Oscar Trimboli:        

I love the point Simon makes here about frontline workers and people on the edge of the conversation in the organisation. I encourage a lot of the leaders I work with, when was the last time you asked the customer service staff in a [00:20:30] contact centre, the production workers, the construction crew, the shop front workers, the factory workers, when was the last time you sat down with them and had a genuine conversation? When was the last time you spent time with customers and suppliers? I think for many of us, we don’t realise that people leave some listening breadcrumbs when they leave the organisation. And I’m not talking about the exit interview. [00:21:00] I think that’s quite a formal process where people honestly don’t tell you the truth.

There’s an industry that has emerged because of technology that allows people to review their own organisation. One of the things I talk to leaders about is when did you last look at your Glassdoor reviews? The Glassdoor is an organisation that allows people to review an organisation and their leader. I [00:21:30] wonder what would be on your Glassdoor review if your organisation was being reviewed, or your department, or your team. I think for a lot of us as leaders, it takes courage to have the kinds of conversations that allows our team to tell us the truth. Simon is about to discuss a really courageous conversation where he paired together some Hillary voters with some Trump voters [00:22:00] in a courageous conversation. Simon reinforces a point that we make that the best listening cultures are the best storytelling cultures, and stories can be sometimes more influential than just the facts.

Simon Greer: 

[00:22:30] What started to happen was I was listening in these conversations with people who were from a different walk of life than me. And it was changing my world. I was starting to think about things I hadn’t… It wasn’t just that I was no longer trying to convince them. I was learning that I didn’t know things. I had simplified problems and solutions, and they were complicating them. And I was no longer fighting that they would adopt my values. It was like, “Oh, that’s an important value too.” I’d go, “Huh. No, I’d overlook [00:23:00] that one.” One day. I literally said, “We should have more people engage in these courageous conversations.” I just was trying to have honest conversations with people who disagreed with each other. And I guess today that’s called Courageous Conversation.

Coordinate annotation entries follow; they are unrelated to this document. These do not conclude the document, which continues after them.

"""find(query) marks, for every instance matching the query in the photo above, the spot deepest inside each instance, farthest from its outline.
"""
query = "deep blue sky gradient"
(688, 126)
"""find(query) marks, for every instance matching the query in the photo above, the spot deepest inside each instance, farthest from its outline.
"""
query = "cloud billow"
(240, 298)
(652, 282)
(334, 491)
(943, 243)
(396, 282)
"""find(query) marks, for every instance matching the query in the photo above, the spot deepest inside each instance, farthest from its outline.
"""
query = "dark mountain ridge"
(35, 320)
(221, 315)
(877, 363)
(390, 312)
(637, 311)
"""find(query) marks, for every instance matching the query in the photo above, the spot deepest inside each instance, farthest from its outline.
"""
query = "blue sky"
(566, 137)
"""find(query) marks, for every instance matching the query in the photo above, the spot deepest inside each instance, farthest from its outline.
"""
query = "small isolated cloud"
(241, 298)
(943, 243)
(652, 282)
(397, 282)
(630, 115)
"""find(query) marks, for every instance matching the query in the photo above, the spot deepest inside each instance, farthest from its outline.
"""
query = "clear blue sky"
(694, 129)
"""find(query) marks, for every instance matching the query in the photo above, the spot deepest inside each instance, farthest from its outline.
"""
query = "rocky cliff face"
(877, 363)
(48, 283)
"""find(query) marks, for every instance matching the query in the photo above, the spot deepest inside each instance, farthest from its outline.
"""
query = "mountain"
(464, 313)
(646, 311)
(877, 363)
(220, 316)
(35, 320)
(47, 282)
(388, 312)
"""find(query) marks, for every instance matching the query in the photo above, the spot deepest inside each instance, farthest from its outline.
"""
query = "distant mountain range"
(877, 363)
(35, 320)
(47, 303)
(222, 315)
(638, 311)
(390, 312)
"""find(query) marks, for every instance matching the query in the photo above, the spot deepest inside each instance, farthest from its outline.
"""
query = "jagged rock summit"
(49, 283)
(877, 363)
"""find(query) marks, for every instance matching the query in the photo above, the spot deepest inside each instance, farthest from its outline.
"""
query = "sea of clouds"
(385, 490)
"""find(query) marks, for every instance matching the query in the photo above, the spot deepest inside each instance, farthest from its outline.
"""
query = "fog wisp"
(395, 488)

I did this exchange programme that eventually gave birth to Bridging The Gap where we took conservative Trump supporting corrections officers from Michigan, and we teamed them up with liberal Hillary supporters from New York City. And they went and lived with each other. They [00:23:30] had these courageous conversations, and it started to develop like a practise. I started to try to unpack what is it that I’m doing differently here? So a lot of it was about listening. We started teaching listening. A lot of it was about telling stories rather than giving facts. You started teaching storytelling. A lot of it was the art of feedback. Not blurring that I disagree with you, but how do I do that constructively?

And so we started teaching them. So then, those were the foundational skills of how to have courageous conversations. And there was this [00:24:00] deeper invitation. I just scribbled it one day as part of inviting people to a meeting. And then it became our hallmark. We say that, “We’re inviting you in a conversation where we’re going to take seriously the things that others hold dear. If it matters to you, it’s going to matter to me,” because often we skip that part, right? Like, “No, I want to talk about my thing and I’m not going to take seriously your thing.” And then that, “We’re not going to try to convince you you’re wrong or try to change you. We’re going to be curious why you think the way you think,” which was a 180 from [00:24:30] how I had lived my career, but I stopped. I let go of, “I’m going to try to change you.”

I actually think people are more likely to change once you stop trying to change them. I’m not here to change anybody. “I’m just, I’m here to listen. I’m going to be curious why you think the way you think, and I’m going to believe that there’s more common ground than we might expect, but in some cases there won’t be. And even when there isn’t, I can respect you.” And then this part I added at the end, “But I can even love you when we have fundamental [00:25:00] disagreements.” And people are like, “You can’t put love in that, and you’re selling out, and you’re going to tolerate the racists.” And, “Well, if we’re not making change, what are we doing?” And I heard all that, but I actually thought, I was like, “Well, if we don’t love the people, I don’t think we’re going to get anywhere. And if we don’t take seriously the things that they care about, why would they take seriously anything you care about? And if convincing them was so easy, we would have won. [00:25:30] But I just want to understand them.”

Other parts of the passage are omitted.